For me it doesn't feel like it's completely over yet, but your reply surely helps me get there!
Thanks for the read, Johan!
I also suffer from imposter syndrome, both in dev and my freelance copy editing side gig.
It's funny... I've been freelancing for over three years now and have not had a single client leave me a bad review. I get referrals and am always told how talented I am at what I do... And yet every single time I receive a compliment, I can't help but revisit the document I was editing and scan it one more time because that part of my mind insists that I must've missed something or slipped up somewhere.
I wonder if the biggest reason for imposter syndrome really is social media. It's the one thing that's become more prominent over the past decade; meanwhile, we're hearing more and more about people who are affected personally and professionally by imposter syndrome.
Yeah, quite. But I forgive you. To be honest: I was exaggerating but didn't realize it was that much. Thanks for pointing that out to me.
Also it did make me curious if I could find some stats on Github and nerd out... At MyOnlineStore we have multiple repo's and the biggest three said this about my contributions:
That's a total of 310,155 lines added. Not quite millions but hundreds of thousands. Let me edit the blog.. π
Yep Johan, "fake it till you make it" ain't brought out of nothing after all.

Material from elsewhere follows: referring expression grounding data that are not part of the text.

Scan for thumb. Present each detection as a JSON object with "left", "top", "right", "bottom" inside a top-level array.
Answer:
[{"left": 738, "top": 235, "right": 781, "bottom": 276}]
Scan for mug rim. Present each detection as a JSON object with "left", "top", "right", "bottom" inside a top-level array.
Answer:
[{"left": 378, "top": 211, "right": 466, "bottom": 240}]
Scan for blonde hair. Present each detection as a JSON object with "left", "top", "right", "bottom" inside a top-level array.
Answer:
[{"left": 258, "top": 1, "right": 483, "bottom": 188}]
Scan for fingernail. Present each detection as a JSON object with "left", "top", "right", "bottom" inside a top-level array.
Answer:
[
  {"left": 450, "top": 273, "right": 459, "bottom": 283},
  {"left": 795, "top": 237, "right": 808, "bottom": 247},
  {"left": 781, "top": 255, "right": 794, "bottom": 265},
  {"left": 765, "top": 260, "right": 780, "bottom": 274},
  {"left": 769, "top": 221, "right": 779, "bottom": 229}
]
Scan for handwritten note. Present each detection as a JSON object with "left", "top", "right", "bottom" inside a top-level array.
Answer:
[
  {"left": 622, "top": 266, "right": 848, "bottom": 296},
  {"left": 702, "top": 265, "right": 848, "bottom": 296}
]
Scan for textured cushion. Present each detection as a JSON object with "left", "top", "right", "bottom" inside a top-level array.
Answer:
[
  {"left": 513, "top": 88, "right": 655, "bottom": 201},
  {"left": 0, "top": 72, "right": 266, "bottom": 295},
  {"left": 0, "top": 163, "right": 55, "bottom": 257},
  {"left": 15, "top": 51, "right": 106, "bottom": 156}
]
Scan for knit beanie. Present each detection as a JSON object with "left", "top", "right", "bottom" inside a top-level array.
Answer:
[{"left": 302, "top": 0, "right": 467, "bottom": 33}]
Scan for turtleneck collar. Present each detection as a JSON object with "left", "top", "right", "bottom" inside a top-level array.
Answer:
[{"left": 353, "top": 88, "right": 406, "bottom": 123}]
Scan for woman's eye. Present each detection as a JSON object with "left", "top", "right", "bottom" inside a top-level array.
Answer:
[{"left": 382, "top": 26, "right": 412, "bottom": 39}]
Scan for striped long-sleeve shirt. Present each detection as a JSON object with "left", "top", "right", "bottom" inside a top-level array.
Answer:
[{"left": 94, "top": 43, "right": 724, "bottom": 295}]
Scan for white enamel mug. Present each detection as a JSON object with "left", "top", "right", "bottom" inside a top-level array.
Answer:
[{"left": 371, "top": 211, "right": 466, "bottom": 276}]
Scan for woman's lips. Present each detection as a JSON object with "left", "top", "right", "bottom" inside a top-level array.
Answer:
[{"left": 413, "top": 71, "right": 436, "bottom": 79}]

I actually believe that people who don't feel like imposters (every now and then) are mostly actual imposters.
I completely agree with that!
Thanks. But that was a "slight" exaggeration to make a point, which is: even as a senior developer I have these doubts. To prove that it's not experience-level related.
My theory: Everybody is an imposter, and if everybody is an imposter, then no one is an imposter.
Congratulate me, everyone. I have eradicated imposter syndrome from this world! /s
Haha! It's true, but sadly I don't think this will actually eradicate the issue ;-)
I do think that if we talk and write about it, it will help. I think many people don't even know their thoughts about themselves are unfounded and the first step in doing something about it is acknowledging it.